Not everyone is worried about such a decision by the Court. Supporters of the lawsuit say a win by the plaintiffs would free millions of Americans from the provisions of ObamaCare. As it stands now, there is a penalty for failure to purchase health insurance unless the cost exceeds 8% of your annual income. If the subsidies are eliminated, many people will fall into this category and will thus be exempt.
The new law angers many people not getting subsidies. Costs have gone up for anyone not eligible for subsidies. The average family deductible for an economical Bronze plan was $10,545; for the more expensive Silver plan it was $6,010. In 2013, before the law took full effect, the average family deductible was only $4,230.
Consumers also face higher out-of-pocket expenses for medical treatment. HealthPocket found the average coinsurance fee for inpatient hospitals services jumped to 27% of the cost on the Bronze plans; 2013 plans average just 20% for the same care.

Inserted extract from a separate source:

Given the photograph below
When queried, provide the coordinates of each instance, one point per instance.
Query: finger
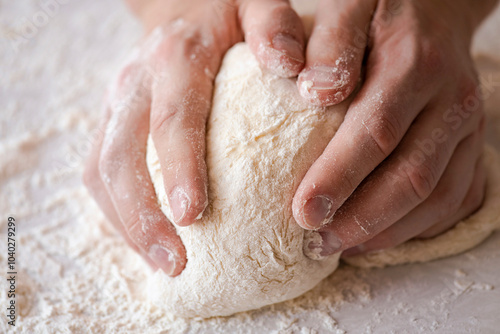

Many people have opted out entirely. A March survey by McKinsey & Co. found that a third of consumers who were uninsured this year – and had shopped for health coverage on or off the exchanges – said they didn’t buy a plan because they couldn’t afford it. They will be subject to a penalty this year of $325 or 2% of household income, whichever is greater.
Armour says some consumers with modest incomes say that even with a subsidy, higher prices have made their health coverage costly. The loss of subsidies in many cases would make insurance even more unaffordable or beyond reach.
The SCOTUS decision is expected before the end of June. Legal scholars say the Court could go either way but President Obama seems to believe the decision will not be in his favor since he recently attacked the Court for even considering the issue. His attempts to intimidate the Justices are unlikely to influence a decision that has probably already been decided.
Should King prevail, the Republican controlled Congress will be responsible for quickly bringing forth an alternative plan that restores the subsidies, at least temporarily, until a better plan unfolds. This is a golden opportunity for Republicans to influence the direction of ObamaCare in the future, even before they retake the White House.